Furono mandate delle lettere per mezzo di corrieri in tutte le provincie del re perché si distruggessero, si uccidessero, si sterminassero tutti gli ebrei, giovani e vecchi, bambini e donne… (Estèr III, 13)
Per Hamàn non era sufficiente sterminare – leabèd il popolo ebraico. Prima dello sterminio voleva anche lehashmìd ve–laharòg distruggere e uccidere uomini, donne e bambini. Nel testo della Meghillà, come si evince anche da una semplice lettura, vi sono tanti sinonimi che indicano il desiderio di annientare il popolo ebraico. Ma nella Meghillà, come in tutto il resto del Tanàkh, non vi sono mai termini superflui.

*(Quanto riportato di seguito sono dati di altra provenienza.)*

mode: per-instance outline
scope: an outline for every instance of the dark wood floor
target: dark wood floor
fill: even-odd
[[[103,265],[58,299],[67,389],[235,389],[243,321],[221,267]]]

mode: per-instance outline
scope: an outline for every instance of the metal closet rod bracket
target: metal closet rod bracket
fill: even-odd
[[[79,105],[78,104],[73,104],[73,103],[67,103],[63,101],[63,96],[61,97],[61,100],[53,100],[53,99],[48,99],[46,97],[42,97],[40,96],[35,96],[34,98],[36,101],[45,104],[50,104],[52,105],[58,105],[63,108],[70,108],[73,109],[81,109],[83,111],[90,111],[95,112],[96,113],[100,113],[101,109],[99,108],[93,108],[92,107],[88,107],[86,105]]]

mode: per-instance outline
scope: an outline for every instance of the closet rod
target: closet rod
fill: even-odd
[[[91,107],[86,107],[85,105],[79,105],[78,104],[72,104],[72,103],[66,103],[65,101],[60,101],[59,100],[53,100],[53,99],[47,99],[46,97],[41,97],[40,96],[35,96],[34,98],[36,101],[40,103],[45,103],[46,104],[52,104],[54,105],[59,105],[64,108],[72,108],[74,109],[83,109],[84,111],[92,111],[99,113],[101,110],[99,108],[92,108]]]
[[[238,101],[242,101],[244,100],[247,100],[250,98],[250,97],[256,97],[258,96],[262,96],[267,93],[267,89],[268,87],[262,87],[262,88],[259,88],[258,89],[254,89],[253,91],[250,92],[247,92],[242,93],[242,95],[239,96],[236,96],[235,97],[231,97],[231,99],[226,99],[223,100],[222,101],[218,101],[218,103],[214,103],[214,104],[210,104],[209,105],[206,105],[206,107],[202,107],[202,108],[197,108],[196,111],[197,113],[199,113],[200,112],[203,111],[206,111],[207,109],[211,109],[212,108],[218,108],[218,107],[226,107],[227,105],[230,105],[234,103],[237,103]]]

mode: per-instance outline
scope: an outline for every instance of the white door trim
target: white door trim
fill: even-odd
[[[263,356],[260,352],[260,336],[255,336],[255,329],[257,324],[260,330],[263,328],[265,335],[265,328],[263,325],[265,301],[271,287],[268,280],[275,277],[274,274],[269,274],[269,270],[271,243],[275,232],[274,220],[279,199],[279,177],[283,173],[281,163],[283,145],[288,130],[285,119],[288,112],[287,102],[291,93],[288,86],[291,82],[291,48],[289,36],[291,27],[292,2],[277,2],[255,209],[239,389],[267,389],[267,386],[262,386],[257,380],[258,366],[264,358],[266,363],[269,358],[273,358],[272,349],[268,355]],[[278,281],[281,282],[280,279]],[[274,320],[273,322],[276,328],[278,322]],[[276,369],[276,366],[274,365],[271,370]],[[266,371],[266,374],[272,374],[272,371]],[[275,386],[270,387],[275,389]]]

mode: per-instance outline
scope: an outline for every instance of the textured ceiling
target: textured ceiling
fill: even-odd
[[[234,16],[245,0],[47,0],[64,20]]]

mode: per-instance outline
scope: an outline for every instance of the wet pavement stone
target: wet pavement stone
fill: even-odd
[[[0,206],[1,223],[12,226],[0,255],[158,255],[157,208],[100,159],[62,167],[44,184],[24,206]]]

‘Amalèk, nella storia di Israele è rimasto solo un’immagine di disfacimento, di un momento storico che porta alla distruzione o di una vita umana cancellata da sciagurati eventi. Hamàn, con la sua geniale perfidia, ci ha saputo insegnare come sia possibile causare un vero dolore e cancellare una vita. Il Maestro Rav Chaiìm Fridlander (1923 – 1986), uno dei grandi Dotti del ’900, riportando il pensiero del Gaòn di Vilna (1720 – 1797), spiega che la distruzione voluta da Hamàn è prima di ogni altra l’abbattimento dello spirito. In altre parole, la fine di una persona è insita nella tristezza e nella malinconia. La Torà si sofferma spesso sulla simchà, sulla gioia. Yaakòv, spiega Rashì, proprio quando sul letto di morte vide il triste futuro dei suoi figli e dei loro discendenti la sua forza profetica scomparve. Ancora Yaakòv, per ventidue anni, il periodo in cui non ascoltò più la voce del figlio Yosèf venduto dai fratelli, non ebbe alcun dialogo, neppure con D-o. In un certo senso, il Signore scomparve dalla sua storia e fu lo stesso Patriarca a non poter sentire alcuna voce che proveniva dal cielo. È lo sconforto che limita la voglia di vivere e oscura il presente ed il futuro dell’essere umano. Hamàn sa bene che per cancellare Israele è necessario generare nell’ebreo mestizia ed inquietudine. Questa era la prima forma di distruzione da lui pensata. Lasciare una persona in solitudine, non saper ascoltare chi vive un momento di abbattimento, non cercare di far tornare la gioia in colui che l’ha perduta è un modo di agire assai simile a quello pensato da Hamàn. Mishenikhnàs adàr marbìm besimchà – Da quando entra il mese di Adàr si deve aumentare la gioia, insegnano i Maestri. È il ritorno dell’allegria e della soddisfazione la prima cosa basilare necessaria per cancellare una distruzione.
Ma ad Hamàn non bastava portare solo tristezza. Egli voleva anche laharòg – uccidere ogni ebreo. Uccidere significa cancellare il dono della vita. Ma quale vita? Quando nell’uomo fu immesso il soffio che lo portò all’esistenza, la Torà afferma che egli divenne nèfesh chaiià – un essere vivente (Gn. II, 7). L’antica traduzione aramaica di tali parole spiega che in quell’istante l’uomo iniziò a parlare, dando un senso all’alito che gli era stato donato. La parola è la vita. Il colloquio, il piacere della conversazione amichevole, il semplice parlare in modo pacato e affettuoso è una grande forma di esistenza. Il dispiacere che toglie la parola, la rabbia che genera il silenzio sono invece gravi forme di morte. Per il popolo ebraico il colloquio e la relazione umana sono sempre stati fondamentali. Yosèf venne sì venduto, ma ciò che portò a tale malaugurato atto fu, come afferma la Torà, la mancanza di un dialogo amichevole tra i fratelli: ve-lòiach elù dabberò le-shalòm – che non potevano più parlargli in pace (Gn. XXXVII, 4). Hamàn voleva quindi togliere agli ebrei i punti d’incontro e i momenti di amicizia. Solo dopo tutto ciò egli disse: “Ora, dopo la fine della gioia e del dialogo è possibile uccidere anche fisicamente il popolo ebraico”.
Sono ormai trascorsi due lunghi anni che alla nostra comunità è stata tolta dagli eventi la gioia di vedere i nostri Batè Ha-Kenèset pieni di adulti e giovani riuniti assieme. Ma è da qualche settimana che la gente di ogni età è lentamente tornata al Tempio a pregare e a studiare. Finalmente si ascolta nuovamente la voce dei bambini cantare assieme e li si vede accanto al Sèfer Torà. Pian piano sta tornando la felicità, la parola, il dialogo e il sorriso. Abbiamo vinto Hamàn e ‘Amalèk un’altra volta. E lo vinceremo sempre.